L'intuition de Gérard était déjà notre réalité il y a près de 30 ans.

L’intuition de Gérard et notre réalité depuis 30 ans

C’était le 3 octobre 2018. Gérard Collomb quittait alors la place Beauvau. Et, dans son discours d’adieu, il disait ses quelques mots aux côtés du 1er ministre, Édouard Philippe :

«Monsieur le Premier ministre, si j’ai un message à faire passer – je suis allé dans tous ces quartiers, des quartiers nord de Marseille, au Mirail à Toulouse, à ceux de la couronne parisienne Corbeil, Aulnay, Sevran – c’est que la situation est très dégradée et le terme de reconquête républicaine prend là tout son sens parce qu’aujourd’hui dans ces quartiers c’est la loi du plus fort qui s’impose, celle des narcotrafiquants et des islamistes radicaux, qui a pris la place de la République. Il faut à nouveau assurer la sécurité dans ces quartiers mais je crois qu’il faut fondamentalement les changer, quand des quartiers se ghettoïsent, se paupérisent, il ne peut y avoir que des difficultés et donc (…) il faut une vision d’ensemble car on vit côte à côte et je le dis, moi je crains que demain on ne vive face à face, nous sommes en face de problèmes immenses».

« On est chez nous »

Si je suis arrivé à Saint-Eloi-de-Fourques, cette bourgade paisible d’un peu moins de 600 habitants aujourd’hui, c’est avant tout parce que je cherchais à fuir la ville, les incivilités, les kékés, les trafics de stupéfiants, l’odeur et le bruit. C’était en 1994, il y a près de de 30 ans. La majorité des habitants des petites communes périphériques aux villes et centres-bourgs, à l’image de Crépol, ont fait ce choix pour pouvoir vivre en paix, dans un climat de respect et de sérénité. Dans la pyramide de Maslow, le besoin sécurité arrive juste après l’ensemble des besoins physiologiques. Aux dernières élections, les habitants de la circonscription où je vis ont élu une député Rassemblement National.

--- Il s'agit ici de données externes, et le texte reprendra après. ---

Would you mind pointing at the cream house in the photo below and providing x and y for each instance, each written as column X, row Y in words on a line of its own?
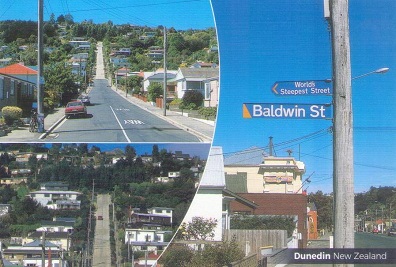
column 263, row 173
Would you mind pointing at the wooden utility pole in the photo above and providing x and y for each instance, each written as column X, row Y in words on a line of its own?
column 343, row 186
column 40, row 50
column 165, row 83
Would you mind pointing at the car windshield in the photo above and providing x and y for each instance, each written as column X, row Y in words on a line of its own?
column 74, row 104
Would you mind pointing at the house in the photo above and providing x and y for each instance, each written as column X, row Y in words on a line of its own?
column 312, row 221
column 54, row 185
column 211, row 97
column 30, row 254
column 4, row 209
column 123, row 52
column 17, row 86
column 166, row 212
column 119, row 61
column 57, row 199
column 195, row 79
column 146, row 239
column 147, row 35
column 200, row 64
column 5, row 61
column 78, row 63
column 139, row 219
column 80, row 44
column 210, row 194
column 13, row 180
column 278, row 204
column 61, row 239
column 155, row 53
column 256, row 171
column 57, row 226
column 158, row 77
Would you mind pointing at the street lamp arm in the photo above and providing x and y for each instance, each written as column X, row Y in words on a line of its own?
column 381, row 70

Faire un parallèle, en renvoyant dos à dos l’agression au couteau de Mourad et la mort de Thomas provoqué par un certain Chaïd, est le symptôme d’une méconnaissance profonde de la réalité de notre pays. C’est également une erreur politique. Pour la plupart d’entre eux, les médias de radio-télévision, la presse écrite, les procureurs de la République aux ordres, le gouvernement cherchent à minimiser ces actes de racisme anti-blancs. De fait, notre pays est entré en situation de sécession territoriale. Dans mon village, il ne reste plus qu’une seule personne de couleur. Il y a encore deux personnes d’origine maghrébine de 2e ou 3e génération. Croyez-vous qu’il s’agisse là d’un hasard pur ?

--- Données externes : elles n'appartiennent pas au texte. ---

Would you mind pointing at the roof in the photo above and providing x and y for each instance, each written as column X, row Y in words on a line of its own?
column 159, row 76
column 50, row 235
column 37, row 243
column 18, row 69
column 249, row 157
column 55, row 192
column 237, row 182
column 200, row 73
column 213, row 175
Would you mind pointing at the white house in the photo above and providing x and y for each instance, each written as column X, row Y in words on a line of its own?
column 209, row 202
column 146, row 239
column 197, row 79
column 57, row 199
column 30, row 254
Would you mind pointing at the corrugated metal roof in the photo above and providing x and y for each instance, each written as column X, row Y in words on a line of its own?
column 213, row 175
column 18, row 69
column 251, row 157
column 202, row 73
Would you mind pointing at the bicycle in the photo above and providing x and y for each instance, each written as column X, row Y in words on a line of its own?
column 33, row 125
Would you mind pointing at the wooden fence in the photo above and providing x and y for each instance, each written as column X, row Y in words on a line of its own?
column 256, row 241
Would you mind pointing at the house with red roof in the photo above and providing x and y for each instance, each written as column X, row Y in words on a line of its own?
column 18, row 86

Quelle politique migratoire ?

Quand j’entends, sur les plateaux de la radio-télévision Bolloré, tous ces gugusses de droite extrême nous expliquer que les Français attendent un choc d’autorité, je les trouve très loin encore de la réalité. Le choc d’autorité, nos habitants n’en veulent surtout pas pour eux-mêmes. Il suffit de voir chez certains le peu de respect qu’ils ont envers les institutrices, parfois envers les élus pour comprendre qu’ils veulent un choc d’autorité pour les « autres ». La récession qui s’annonce, et nous en ressentons les 1ers frimas, va exacerber les tensions. L’effondrement du pouvoir d’achat va amener les électeurs des classes moyennes à chercher une réponse, comme dans d’autres pays, chez ceux qui ont fait le « bon » diagnostic il y a près de 40 ans. Schengen, l’Union Européenne empêchent les États de disposer de leur souveraineté sur les questions régaliennes. L’exemple danois est très intéressant. Pour préserver l’État-providence, la 1ère ministre, même si elle a dû reculer sur certains points, a décidé de conduire une politique plus restrictive en matière d’immigration.

Si, pour ma part, je ne suis pas d’accord avec le durcissement de l’AME, je crois qu’il faut suspendre de toute urgence le regroupement familial et renvoyer tous les délinquants étrangers dans leurs pays d’origine à la moindre petite infraction, qu’ils aient obtenu ou non le droit d’asile. Même si je suis attaché au droit du sol, nous ne pourrons pas nous affranchir d’une réflexion et de décisions rapides quant à l’obtention de la nationalité française. Il est temps de donner des signaux forts à une population sentant s’instituer un « deux poids deux mesures », à l’origine de ce face-face évoqué en 2018 par Gérard Collomb. Paix à son âme.